Separation Anxiety, Part II
I had to get out. I spend all week experiencing life vicariously through a glowing rectangle, and I’d let my apartment talk me into doing it some more on Saturday. Even though the outside world was full of blustering winds and bald-faced bullshitters, I was coming to empathize with Howard Hughes all too well.After a lot of cajoling and wheedling, my apartment finally released its hold on my brain, pulling the ceiling back to its proper place and letting me see the door again. I knew I was going to pay for my insolent independence all night as the apartment pouted and clanked the radiators in retribution, but a man needs a social life.
I prised myself out into the cold night and down 16th street. The world seemed new and fresh, sounding bright and powerful. I could hear everything so clearly – firsthand experiences collided against my face, made tender by a week of vicarious living via internet abuse. Screams and car horns were positively musical, and auto exhaust felt like honeysuckle perfume.

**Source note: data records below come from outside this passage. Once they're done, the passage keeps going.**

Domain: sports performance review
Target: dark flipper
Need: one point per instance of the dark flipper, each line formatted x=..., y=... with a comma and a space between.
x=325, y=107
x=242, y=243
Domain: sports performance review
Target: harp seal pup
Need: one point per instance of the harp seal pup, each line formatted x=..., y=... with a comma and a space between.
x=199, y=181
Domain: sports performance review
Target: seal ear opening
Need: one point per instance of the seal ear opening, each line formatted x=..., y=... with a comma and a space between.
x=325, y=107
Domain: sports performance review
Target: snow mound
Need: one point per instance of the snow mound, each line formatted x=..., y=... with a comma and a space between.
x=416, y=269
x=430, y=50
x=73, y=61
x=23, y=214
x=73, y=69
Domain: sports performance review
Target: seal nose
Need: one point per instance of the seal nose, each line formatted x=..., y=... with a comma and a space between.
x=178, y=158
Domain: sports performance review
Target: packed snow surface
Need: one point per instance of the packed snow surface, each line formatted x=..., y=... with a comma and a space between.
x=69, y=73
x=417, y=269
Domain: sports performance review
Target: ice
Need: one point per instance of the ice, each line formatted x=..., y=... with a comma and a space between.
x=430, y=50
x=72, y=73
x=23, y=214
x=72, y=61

I met up with a real, 3-d, non-internet related friend at an art opening, and here’s how it went:
Afterwar is a collection of color photos by Lori Grinker, now showing at the Project 4 Gallery. The artist spent fifteen years documenting the impact of war in dozens of countries, and the body of work is powerful, painful, and massive. There are images of amputees, victims of chemical weaponry, child soldiers and a twelve-year old African boy that knows the psychology of killing way too well.

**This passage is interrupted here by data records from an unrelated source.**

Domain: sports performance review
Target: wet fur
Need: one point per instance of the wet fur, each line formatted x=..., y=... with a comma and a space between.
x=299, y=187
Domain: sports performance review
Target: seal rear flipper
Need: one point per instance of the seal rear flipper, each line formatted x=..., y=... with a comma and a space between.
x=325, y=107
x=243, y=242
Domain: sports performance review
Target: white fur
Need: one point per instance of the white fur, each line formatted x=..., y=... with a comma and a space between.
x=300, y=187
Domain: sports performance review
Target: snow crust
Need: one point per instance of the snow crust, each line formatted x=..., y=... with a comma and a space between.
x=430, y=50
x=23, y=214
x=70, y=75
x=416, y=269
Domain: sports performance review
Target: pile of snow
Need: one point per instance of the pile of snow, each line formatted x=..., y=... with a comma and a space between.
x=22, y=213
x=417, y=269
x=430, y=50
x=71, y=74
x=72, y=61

Each portrait is accompanied by a story told in the subject’s own words. All of the stories make you want to cry in a wide variety of ways that nevertheless do not include tears of joy.

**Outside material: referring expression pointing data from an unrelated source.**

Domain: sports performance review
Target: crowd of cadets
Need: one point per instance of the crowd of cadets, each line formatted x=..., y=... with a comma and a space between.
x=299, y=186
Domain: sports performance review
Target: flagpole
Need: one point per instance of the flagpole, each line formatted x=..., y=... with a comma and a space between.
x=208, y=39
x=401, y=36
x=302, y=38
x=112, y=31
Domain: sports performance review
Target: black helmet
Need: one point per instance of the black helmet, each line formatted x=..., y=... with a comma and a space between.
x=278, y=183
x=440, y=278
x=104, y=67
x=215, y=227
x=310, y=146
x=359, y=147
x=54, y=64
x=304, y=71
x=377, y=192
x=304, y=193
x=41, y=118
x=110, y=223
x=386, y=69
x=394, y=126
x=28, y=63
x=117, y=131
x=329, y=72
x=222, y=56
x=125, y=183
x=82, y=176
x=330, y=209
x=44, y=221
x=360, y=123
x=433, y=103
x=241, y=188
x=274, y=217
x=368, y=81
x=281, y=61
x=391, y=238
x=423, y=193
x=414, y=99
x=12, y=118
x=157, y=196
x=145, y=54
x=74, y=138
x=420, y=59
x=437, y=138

I spend so much time craving experiences that are real, something that plucks me out of my bourgeois existence in DC and smack into the continuum of real life…but I think that if I were to take the photos Grinker did, I might go a little too insane.
The juxtaposition of the art-opening crowd under images of war-wrought suffering was too much. Nobody can help who they are, or what their reality is, and I’m not saying it’s a bad thing here... but it was just so weird seeing everyone air-kiss and chug cups of art-gallery wine while saying “oh, I know what you mean. Her work is so real.”
I mean, they were right. It is real, too real... but man, that was weird.
1 Comments:
Indeed, Jeff. However, I spotted you in the corner having a long chat with an animated, Amazonian red head. and that conversation continued even when her escort re-appeared. and there was an exchange of notes. That seemed real, and hopefully not weird!